- Based on: A Secret Affair by Barbara Taylor Bradford
- Screenplay by: Carole Real
- Directed by: Bobby Roth
- Starring: Janine Turner; Fionnula Flanagan; Paudge Behan;
- Music by: Stephen McKeon
- Country of origin: United States
- Original language: English

Production
- Executive producers: Andrew Adelson; Tracey Alexander; Robert Bradford;
- Producers: James Flynn; Morgan O' Sullivan;
- Cinematography: Eric Van Haren Norman
- Editor: Armen Minasian
- Running time: 88 minutes
- Production companies: Adelson Entertainment; Tracey Alexander Productions;

Original release
- Network: CBS
- Release: October 27, 1999

= A Secret Affair (1999 film) =

1999 American television film

A Secret Affair is a 1999 American made-for-television romantic drama film directed by Bobby Roth and starring Janine Turner.
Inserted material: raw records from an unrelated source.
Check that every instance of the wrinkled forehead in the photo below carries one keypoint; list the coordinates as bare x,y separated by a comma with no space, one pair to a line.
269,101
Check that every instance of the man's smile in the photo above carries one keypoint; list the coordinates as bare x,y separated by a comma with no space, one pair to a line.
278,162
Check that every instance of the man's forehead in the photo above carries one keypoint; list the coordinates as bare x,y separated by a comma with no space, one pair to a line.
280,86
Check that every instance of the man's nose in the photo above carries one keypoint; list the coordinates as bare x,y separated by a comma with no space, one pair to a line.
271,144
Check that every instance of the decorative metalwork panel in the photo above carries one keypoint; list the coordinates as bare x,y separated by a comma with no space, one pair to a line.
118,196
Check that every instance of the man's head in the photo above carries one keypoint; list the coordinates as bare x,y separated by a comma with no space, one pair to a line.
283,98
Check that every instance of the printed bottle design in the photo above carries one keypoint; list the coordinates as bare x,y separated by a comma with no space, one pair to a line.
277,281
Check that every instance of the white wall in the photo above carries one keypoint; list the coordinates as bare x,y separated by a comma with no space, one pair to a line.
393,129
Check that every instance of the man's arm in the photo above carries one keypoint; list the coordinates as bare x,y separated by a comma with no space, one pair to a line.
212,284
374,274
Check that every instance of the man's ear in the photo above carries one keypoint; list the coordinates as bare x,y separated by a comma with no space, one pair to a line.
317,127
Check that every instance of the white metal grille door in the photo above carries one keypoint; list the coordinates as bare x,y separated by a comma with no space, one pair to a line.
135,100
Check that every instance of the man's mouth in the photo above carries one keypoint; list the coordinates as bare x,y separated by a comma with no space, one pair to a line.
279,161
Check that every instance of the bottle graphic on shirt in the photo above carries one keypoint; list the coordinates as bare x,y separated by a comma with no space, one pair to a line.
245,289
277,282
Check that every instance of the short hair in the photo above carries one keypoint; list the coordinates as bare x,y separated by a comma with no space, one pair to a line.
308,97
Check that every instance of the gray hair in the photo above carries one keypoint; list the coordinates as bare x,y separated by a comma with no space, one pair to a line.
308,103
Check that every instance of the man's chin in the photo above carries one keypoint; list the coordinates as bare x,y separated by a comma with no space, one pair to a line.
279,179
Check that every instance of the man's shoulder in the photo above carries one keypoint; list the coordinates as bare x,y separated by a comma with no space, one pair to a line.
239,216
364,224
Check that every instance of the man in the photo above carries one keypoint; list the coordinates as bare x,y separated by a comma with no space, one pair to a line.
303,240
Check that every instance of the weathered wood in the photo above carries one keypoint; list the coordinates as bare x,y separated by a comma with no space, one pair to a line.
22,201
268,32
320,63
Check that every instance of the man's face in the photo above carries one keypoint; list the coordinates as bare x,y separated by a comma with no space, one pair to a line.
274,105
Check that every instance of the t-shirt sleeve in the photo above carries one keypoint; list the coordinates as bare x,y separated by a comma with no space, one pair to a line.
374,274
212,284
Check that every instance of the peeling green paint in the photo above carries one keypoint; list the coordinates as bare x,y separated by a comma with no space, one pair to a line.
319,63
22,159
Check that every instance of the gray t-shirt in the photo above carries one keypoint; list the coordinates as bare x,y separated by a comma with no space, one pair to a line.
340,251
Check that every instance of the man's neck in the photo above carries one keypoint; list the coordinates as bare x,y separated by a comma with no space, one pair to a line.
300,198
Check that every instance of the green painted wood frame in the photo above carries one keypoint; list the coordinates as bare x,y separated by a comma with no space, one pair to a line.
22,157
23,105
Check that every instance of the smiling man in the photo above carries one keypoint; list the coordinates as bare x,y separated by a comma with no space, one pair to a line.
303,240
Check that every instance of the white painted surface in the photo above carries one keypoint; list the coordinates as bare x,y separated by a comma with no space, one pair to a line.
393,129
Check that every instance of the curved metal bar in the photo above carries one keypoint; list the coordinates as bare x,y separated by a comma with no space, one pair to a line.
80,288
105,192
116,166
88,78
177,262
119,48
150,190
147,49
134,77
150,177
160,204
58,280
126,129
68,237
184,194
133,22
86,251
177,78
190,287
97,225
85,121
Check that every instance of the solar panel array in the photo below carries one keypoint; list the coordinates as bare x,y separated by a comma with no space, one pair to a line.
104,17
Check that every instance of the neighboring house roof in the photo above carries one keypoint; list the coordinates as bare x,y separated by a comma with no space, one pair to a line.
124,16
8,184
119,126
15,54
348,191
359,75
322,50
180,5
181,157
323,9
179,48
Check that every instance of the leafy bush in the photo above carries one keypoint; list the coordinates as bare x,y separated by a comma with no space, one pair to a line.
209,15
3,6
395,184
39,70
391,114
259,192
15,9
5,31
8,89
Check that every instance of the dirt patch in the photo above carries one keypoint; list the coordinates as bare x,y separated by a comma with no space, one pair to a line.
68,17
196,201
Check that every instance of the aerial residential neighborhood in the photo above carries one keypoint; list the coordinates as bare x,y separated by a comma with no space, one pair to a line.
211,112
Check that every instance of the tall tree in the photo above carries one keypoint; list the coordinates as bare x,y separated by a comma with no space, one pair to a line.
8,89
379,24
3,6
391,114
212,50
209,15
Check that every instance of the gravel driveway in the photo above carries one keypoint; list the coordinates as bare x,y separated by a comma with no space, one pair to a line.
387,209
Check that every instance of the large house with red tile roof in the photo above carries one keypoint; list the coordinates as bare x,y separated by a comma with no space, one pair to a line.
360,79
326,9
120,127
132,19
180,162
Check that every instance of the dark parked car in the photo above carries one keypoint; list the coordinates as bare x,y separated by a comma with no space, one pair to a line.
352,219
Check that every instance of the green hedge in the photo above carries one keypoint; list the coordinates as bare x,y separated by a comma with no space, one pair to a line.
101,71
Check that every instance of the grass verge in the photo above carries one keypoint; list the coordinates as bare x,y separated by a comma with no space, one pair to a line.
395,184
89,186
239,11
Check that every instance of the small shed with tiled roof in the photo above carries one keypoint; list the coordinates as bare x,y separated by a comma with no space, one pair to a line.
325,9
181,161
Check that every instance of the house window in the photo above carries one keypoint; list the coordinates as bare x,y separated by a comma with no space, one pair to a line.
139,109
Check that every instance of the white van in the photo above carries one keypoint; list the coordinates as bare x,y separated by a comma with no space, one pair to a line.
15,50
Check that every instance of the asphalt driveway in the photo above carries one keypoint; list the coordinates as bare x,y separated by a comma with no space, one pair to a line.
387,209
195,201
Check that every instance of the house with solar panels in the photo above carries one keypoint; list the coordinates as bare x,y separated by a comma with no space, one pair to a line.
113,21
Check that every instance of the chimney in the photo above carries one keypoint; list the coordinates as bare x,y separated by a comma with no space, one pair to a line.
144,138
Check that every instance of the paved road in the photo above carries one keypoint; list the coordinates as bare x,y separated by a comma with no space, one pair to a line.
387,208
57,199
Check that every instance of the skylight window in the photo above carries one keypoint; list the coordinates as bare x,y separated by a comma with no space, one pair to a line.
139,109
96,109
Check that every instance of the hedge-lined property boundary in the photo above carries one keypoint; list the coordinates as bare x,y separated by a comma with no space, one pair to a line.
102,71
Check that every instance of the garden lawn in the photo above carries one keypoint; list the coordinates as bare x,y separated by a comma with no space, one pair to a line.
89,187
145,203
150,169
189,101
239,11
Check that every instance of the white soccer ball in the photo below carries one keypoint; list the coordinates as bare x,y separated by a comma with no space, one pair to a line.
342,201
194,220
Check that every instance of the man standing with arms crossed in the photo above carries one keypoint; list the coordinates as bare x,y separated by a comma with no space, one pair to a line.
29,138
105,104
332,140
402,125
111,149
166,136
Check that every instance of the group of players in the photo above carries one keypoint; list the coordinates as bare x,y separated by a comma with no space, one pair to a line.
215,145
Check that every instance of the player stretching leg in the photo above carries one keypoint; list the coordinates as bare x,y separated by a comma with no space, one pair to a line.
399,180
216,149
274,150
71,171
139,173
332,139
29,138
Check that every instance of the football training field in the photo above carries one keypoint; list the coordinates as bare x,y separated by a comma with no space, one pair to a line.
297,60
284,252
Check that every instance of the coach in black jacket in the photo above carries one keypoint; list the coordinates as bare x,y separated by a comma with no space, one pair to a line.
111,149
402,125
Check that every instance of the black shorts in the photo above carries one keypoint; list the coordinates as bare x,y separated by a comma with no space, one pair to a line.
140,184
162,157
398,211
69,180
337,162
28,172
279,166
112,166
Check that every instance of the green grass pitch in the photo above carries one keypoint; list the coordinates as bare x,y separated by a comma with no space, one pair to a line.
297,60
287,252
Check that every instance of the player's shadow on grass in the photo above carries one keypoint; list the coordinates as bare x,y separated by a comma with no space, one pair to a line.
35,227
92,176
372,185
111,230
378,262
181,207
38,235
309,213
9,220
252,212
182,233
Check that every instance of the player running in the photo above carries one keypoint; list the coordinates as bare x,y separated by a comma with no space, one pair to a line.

It is based on Barbara Taylor Bradford's novel of the same name.

==Synopsis==
Vanessa Stewart (Turner) has the soul of an artist, but her business tycoon father insists that she follow in his footsteps. As a result, Vanessa convinces herself that she wants to be a globetrotting executive, and also that she truly loves the man to whom she is engaged. But while in Venice on a business trip at the behest of her father, Vanessa meets and falls in love with adventurous Irish TV war correspondent Bill Fitzgerald (Behan). Deciding to kick over the traces, Vanessa is prepared to turn her back on her family obligations and plight her troth with Bill. But fate, as it often does, takes a hand in matters when Bill is reported killed during a dangerous combat assignment.